Today’s CryptoTraders Pro news post is actually a blog piece by Adam, discussing how Bitcoin Leads the Way. Let us know what you think on our Facebook page! Do you agree that Bitcoin leads the rest of the market?
The topic I’m going to discuss today might be commonplace for some people, but I feel like there is still a large group that doesn’t know how or why Bitcoin seemingly drags the entire market around with its moves. Plus, there are new people joining us in the crypto-sphere every day, so let’s dig right into it to understand why this is the case.
Have you ever wondered WHY the entire crypto market seems to follow Bitcoin? I know I sure did, and that also led to a lot of complaining with remarks like, “how come when Bitcoin goes up, my ___ coin goes down, and when Bitcoin goes down, my ___ coin goes also down!?”
Don’t lie, you’ve been there too, right?!
Here’s an image I took from today, the 21st of March, 2020. As you can see, every single coin (with the exception of Tether, naturally) is following the same trajectory as Bitcoin. Why?
Now, that’s not to say there aren’t times when some coins do the opposite of Bitcoin, but generally, during regular market movement this is what we see, especially for the top 100 coins/tokens. Have a look Here to read about the current market(s) drop.
Why does Bitcoin control the markets?
The answer to this question is actually very simple. It’s because of the way we perceive the USD value on our coins and tokens.
What do I mean, you ask?
Let me explain.
When you flip open your Coinmarketcap or Coingecko tab to go looking at cryptocurrency prices, you’re seeing their price valuation in USD, right?
Well, how do they determine the USD price of those coins and tokens?
They calculate the USD price of that coin or token by taking the current price of Bitcoin in USD, and multiplying it by the decimal version Satoshi value of it!
As of the image above, Bitcoin is priced at $6189.52 today. A coin with a price of 1,000,000 Satoshis, or decimal version 0.01 BTC would have a USD price of $6189.52 * 0.01 = $61.8952 USD.
Therein lies the problem with the cryptocurrency market. If today, Bitcoin dropped 10% and our imaginary coin worth 0.01 BTC stayed at exactly that same price in Satoshis, it too would automatically lose 10% of it’s value in USD.
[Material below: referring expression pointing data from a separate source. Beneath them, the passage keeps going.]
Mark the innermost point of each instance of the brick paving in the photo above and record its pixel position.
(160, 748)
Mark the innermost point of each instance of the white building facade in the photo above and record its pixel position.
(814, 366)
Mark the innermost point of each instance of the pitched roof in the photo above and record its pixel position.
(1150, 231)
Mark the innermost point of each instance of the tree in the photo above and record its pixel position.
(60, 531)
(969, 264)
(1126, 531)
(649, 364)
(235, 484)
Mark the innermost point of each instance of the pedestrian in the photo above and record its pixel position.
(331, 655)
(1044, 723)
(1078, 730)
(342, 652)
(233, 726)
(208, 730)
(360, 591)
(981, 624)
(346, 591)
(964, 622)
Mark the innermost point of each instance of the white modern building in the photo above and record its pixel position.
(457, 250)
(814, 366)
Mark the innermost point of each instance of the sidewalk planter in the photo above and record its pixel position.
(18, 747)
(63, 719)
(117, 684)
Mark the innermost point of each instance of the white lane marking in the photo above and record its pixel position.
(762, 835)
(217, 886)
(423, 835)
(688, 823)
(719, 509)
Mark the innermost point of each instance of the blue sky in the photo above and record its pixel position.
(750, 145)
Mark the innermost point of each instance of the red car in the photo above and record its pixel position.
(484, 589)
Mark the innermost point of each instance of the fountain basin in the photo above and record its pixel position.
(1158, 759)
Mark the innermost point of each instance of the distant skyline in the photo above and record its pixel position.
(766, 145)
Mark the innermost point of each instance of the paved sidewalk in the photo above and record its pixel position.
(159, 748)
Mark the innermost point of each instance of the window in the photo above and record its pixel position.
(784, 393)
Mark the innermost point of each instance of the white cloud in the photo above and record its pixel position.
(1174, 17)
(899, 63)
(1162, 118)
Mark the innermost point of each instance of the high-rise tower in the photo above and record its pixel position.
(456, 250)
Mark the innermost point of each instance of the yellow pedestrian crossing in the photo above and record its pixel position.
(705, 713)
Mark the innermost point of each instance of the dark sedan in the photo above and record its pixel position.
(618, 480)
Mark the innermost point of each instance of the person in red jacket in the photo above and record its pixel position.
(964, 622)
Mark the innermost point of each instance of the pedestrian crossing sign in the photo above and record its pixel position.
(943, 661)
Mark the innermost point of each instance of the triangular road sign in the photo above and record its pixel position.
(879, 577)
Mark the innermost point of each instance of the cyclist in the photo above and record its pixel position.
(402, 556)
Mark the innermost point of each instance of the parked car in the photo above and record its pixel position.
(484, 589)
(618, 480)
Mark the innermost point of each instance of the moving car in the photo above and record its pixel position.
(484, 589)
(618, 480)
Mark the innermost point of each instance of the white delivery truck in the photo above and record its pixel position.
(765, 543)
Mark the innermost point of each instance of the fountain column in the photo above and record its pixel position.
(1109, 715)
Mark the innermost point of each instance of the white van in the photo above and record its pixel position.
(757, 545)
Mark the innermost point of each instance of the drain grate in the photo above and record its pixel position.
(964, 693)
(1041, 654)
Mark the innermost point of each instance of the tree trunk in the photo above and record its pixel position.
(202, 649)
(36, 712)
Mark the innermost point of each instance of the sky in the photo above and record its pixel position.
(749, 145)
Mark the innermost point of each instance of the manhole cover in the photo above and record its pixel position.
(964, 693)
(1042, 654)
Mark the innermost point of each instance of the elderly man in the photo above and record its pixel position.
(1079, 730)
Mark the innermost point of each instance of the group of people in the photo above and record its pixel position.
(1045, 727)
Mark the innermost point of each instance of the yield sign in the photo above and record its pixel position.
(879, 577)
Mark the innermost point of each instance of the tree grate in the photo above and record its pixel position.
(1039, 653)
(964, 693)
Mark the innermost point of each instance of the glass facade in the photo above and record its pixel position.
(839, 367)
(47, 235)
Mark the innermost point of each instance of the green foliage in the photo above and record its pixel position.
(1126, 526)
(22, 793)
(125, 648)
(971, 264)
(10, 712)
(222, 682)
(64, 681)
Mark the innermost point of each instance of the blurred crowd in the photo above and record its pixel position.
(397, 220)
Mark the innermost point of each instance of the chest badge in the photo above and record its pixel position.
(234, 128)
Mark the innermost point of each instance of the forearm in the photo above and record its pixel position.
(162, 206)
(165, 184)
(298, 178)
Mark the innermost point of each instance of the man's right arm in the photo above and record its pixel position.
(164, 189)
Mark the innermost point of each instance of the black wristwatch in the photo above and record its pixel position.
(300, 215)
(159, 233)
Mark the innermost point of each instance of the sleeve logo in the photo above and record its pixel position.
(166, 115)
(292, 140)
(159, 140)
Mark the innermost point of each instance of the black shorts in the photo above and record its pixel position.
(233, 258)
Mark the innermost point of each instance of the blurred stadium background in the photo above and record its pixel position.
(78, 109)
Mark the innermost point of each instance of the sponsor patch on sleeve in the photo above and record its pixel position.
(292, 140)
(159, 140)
Does that seem fair to you?
This stranglehold on the market can be frustrating. This also answers the question from the introduction of, “how come when Bitcoin goes up, my ___ coin goes down, and when Bitcoin goes down, my ___ coin goes also down!?”
When Bitcoin is going up, people sell their alt coins to Bitcoin or stables (Tether, etc) to try to ride the uptrend, thus lowering the coin or tokens value in Satoshis, often more than the price of Bitcoin has accrued. On the other side when Bitcoin is going down, as you’ve just seen, the price will naturally go down, even if the Satoshi value is unchanged, but even more so if the value in Satoshis is dropping as well. People sell their alts on the way down to try to pick up some cheaper Bitcoin as it falls.
For the time being, this is what we have to work with in the markets and that is why some traders focus solely on the price of Bitcoin. Interested in trading? Check out the Youtube series right Here
That’s also not to say that depending on TA (Technical Analysis) or FA (Fundamental Analysis) that a coin/token can go off and completely do its own thing, because quite often they do. It’s just that the general overall market cap of crypto is still at the mercy of the USD price of Bitcoin, and it will remain that way for the time being.
A lot of people really do want the day to come where there is an uncoupling of Bicoin from the rest of the market. Myself included. Right now though, Bitcoin is still the main trading pair on almost every single exchange there is and in some cases is the only way to purchase many alt coins.
Every asset should have it’s own valuation, one that can’t be manipulated by simply moving the price of Bitcoin, but until the day we don’t use Bitcoin to value the price of every asset in the market, we must learn how to maneuver with what we’re offered.